Holidays have always been a big part of cultural identity. I celebrate both American and Chinese holidays. As a child however, I would be more excited to get red envelopes with money rather than opening a new game system gift on Christmas. I think that is just my personal taste because I like the feeling of money in my hands. Anyways, parties on holidays would consist of groups of Chinese families going to one Chinese restaurant to celebrate together. I would only see a sea of Chinese people speaking in their native languages. It would be impossible to hear one of them talk in English. However, I liked this because I would be able to learn more about the Chinese culture that I wouldn’t learn from my parents. Even though we do celebrate American holidays like the Fourth of July and Thanksgiving, we usually celebrate with the same groups of Chinese families. At these parties we would have both American and Chinese cuisine, which made each party a great experience.
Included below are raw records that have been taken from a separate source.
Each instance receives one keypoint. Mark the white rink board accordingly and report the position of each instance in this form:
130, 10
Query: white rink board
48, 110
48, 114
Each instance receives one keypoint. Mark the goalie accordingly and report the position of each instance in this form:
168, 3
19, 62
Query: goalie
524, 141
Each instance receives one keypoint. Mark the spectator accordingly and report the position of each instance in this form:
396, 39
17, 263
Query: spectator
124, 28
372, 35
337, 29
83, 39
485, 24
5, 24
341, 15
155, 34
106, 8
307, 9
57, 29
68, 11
Through the different holidays I celebrate I was able to experience the best of both cultures even if it involved more Chinese than Americans.
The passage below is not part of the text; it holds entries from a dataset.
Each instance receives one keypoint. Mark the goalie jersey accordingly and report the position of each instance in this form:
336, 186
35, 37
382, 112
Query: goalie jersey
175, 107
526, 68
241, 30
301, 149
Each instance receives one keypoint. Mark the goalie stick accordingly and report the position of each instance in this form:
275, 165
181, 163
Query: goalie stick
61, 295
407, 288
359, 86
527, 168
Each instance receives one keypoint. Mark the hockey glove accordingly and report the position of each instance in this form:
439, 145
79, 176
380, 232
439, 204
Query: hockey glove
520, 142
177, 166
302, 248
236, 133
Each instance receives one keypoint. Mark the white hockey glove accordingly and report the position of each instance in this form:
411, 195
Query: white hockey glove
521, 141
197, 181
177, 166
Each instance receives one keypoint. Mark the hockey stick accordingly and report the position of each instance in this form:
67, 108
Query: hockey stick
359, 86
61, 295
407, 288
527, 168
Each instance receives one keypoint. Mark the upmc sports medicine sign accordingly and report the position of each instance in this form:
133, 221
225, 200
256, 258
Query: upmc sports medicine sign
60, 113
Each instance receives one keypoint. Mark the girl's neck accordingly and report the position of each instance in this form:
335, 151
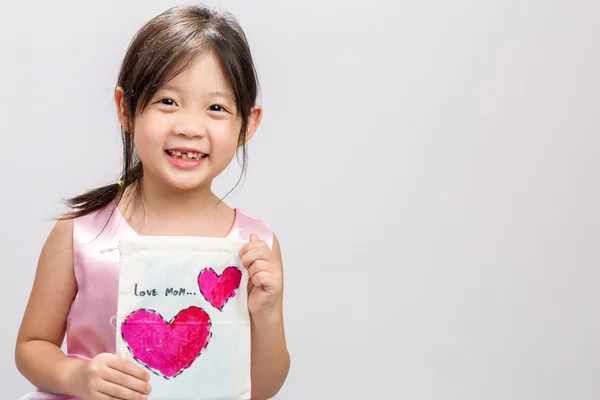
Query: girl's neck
162, 210
166, 202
Although I did grow up in America, I was still brought up in a Chinese household. Like all Chinese parents, mine would push me to my limits to get good grades and never skip school. I was always considered to be the ‘Asian’ one in my group of friends because of my work ethic. However, I embraced trying to be the perfect Chinese child while embracing the laid-back culture of Americans. In school I did everything any American child would do; I attended sporting events, spent time with friends, and played video games to pass time. As a matter of fact my parents were accepting the American culture as their own, allowing me to make decisions for myself just like American parents do. Although they encompassed the strictness of Chinese parents, they still accepted the fact that children in America need their own freedom. As a college student right now, I’m glad that I was introduced to both the American and Chinese cultures as a child. I have the work ethic to succeed in school and I have the laid back personality that allows me get out and have fun with friends when I want to. One can say that my personality is 50% Chinese and 50% American.
After growing up learning the beliefs and traditions of two cultures I still get puzzled about which culture I identify myself as belonging to. It is tough for a person to choose one culture over another when they love being a part of both of them. I believe that it is easy for someone to adopt a certain culture through learning the language, living styles, and beliefs but it becomes hard to actually say that you are now of that culture. Going back to the question on whether I am proud of being American or Chinese, I can say that I will never be able to answer that question with one definite answer. I can say that I am 100% Chinese because of my parents and birthplace but I can also say that I am 100% American because my entire life was spent growing up in America. I strongly believe that it is this diversity between these two distinct cultures that make up my cultural identity. It is this diversity that has molded my personality into what it is today.